The Limited Liability Partnership Bill, 2006 is introduced
in the Parliament. It seeks to make provision for the formation and regulation
of Limited Liability Partnership and for matters connected therewith or
incidental thereto. The Limited Liability Partnership (LLP) is defined to be a
Body Corporate formed and incorporated under the Act, having legal entity
separate from its Partners. It has the trappings of an Incorporated Company
including perpetual succession, its existence, rights and liabilities
remaining unaffected by a change in the Constitution. The essence of
Partnership is mutual agency and the liability of the firm and other Partners
to the acts and obligations incurred by anyone Partner is sought to be
excluded by making the provisions of the Indian Partnership Act not applicable
to LLPs. Specific provision is made for Incorporated Body Corporates to be
admitted as Partners. There is a provision for Partner Identification Number
and the provisions of Secs. 266A to 266G of the Companies Act relating to DIN
is made applicable, mutatis mutandis. While the minimum number of
Partners, as in the case of Private Limited Company, is two LLP must have a
minimum two Designated Partners, one of whom shall be a resident in India. The
Designated Partner assumes the role of the Director of a Limited Company and
has to give his consent to act as a Designated Partner, such consent being
filed with the Registrar in the prescribed manner. The Designated Partner
shall satisfy the prescribed conditions and requirements. Specific provisions
have been made with regard to the appointment of Designated Partner, changes
and the extent of the liabilities and obligations, these being substantially
similar to those of Directors in a Limited Company.
A Limited Liability Partnership has to be evidenced by
incorporation documents, the incorporation being by registration with the
Registrar. The effect of incorporation invests the LLP with the power of
sueing and being sued, acquiring and holding properties, having a common seal
and doing and suffering acts and deeds as if it were a Body Corporate. As in
the case of a company which requires the use of the name "Limited", a LLP has
to use the indicative suffix as part of its name either in whole or as an
acronym. The procedure for registration is similar to the registration of a
company, starting with the reservation of a name and compliance with the
procedural formalities.
The partners of the LLP are the original subscribers and
those who are admitted to the Partnership in accordance with the LLP agreement
and their mutual rights and liabilities shall be governed by the terms of the
agreement.

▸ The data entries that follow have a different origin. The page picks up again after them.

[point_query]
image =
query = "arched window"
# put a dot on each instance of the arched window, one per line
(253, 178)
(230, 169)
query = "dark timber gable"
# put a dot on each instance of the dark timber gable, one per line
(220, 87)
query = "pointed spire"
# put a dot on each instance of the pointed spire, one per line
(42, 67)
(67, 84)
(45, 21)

The Registrar acting for the LLP shall be the Registrar having the
duty of registering the companies under the Companies Act.
While a Partnership is based on mutual agency, Clause (26)

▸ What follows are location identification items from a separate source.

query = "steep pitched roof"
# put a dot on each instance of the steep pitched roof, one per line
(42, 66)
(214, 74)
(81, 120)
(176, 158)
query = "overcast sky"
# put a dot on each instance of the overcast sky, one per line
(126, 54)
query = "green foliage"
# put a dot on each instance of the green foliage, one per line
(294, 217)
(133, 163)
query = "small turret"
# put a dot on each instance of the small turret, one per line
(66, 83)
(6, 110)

of the Bill specifically provides that every Partner of a Limited Liability
Partnership shall be the agent of LLP but not of the other Partners. This is a
major and substantial departure from the provisions of the Partnership Act.
Similarly, the extent of liability of Limited Partnership is also specifically
provided under the statute. A Partner is saved from personal liability for an
obligation arising in contract or otherwise in relation to LLP, such liability
being the sole liability of the LLP. This again is a major departure from the
provisions of the Partnership Act, which invests a LLP with an advantage of
incorporation and saves it as well as the Partners from the onerous
obligations cast on Partners under the Partnership Act. Various provisions
have been made in regard to the financial disclosures, maintenance of
accounts, filing of returns and other administrative matters. Partnership
interest is transferable subject to certain restrictions.
The LLP Act is a welcome relief to technical and
professional persons who, with the growth of Indian economy and globalisation
of Trade and Industry, have to operate in wider areas. A Partnership with all
the restrictions and limitations, and particularly the personal liability, is
not an effective tool in the hands of the professional to operate in a global
economy.
LLPs have come to stay in the global economy and though
late, the Government has thought it fit to introduce the concept of LLP as a
boon to Indian Professionals. The LLP satisfies the need for a new corporate
form of Professional Association which excludes the disadvantages of
traditional Partnership with unlimited personal liability and the rigid
governance structure of Limited Liability Companies which has conceived of
various restrictions necessary in the context of Industry, but would not apply
to professional or technical ventures and would impose serious curbs on
professional expertise and entrepreneurial initiative. The Limited Liability
partnership viewed as an alternative Corporate Business Vehicle would provide
the benefits of Limited Liability with flexibility of organisation which is
essential for professional growth into wider areas. Since the Limited
Liability Partnership is more likely to attract technical and professional
experts, it is hoped that, before the Act is made into law, there would be
public a debate on the provisions to make it a proactive instrument to achieve
and sustain technical and professional excellence.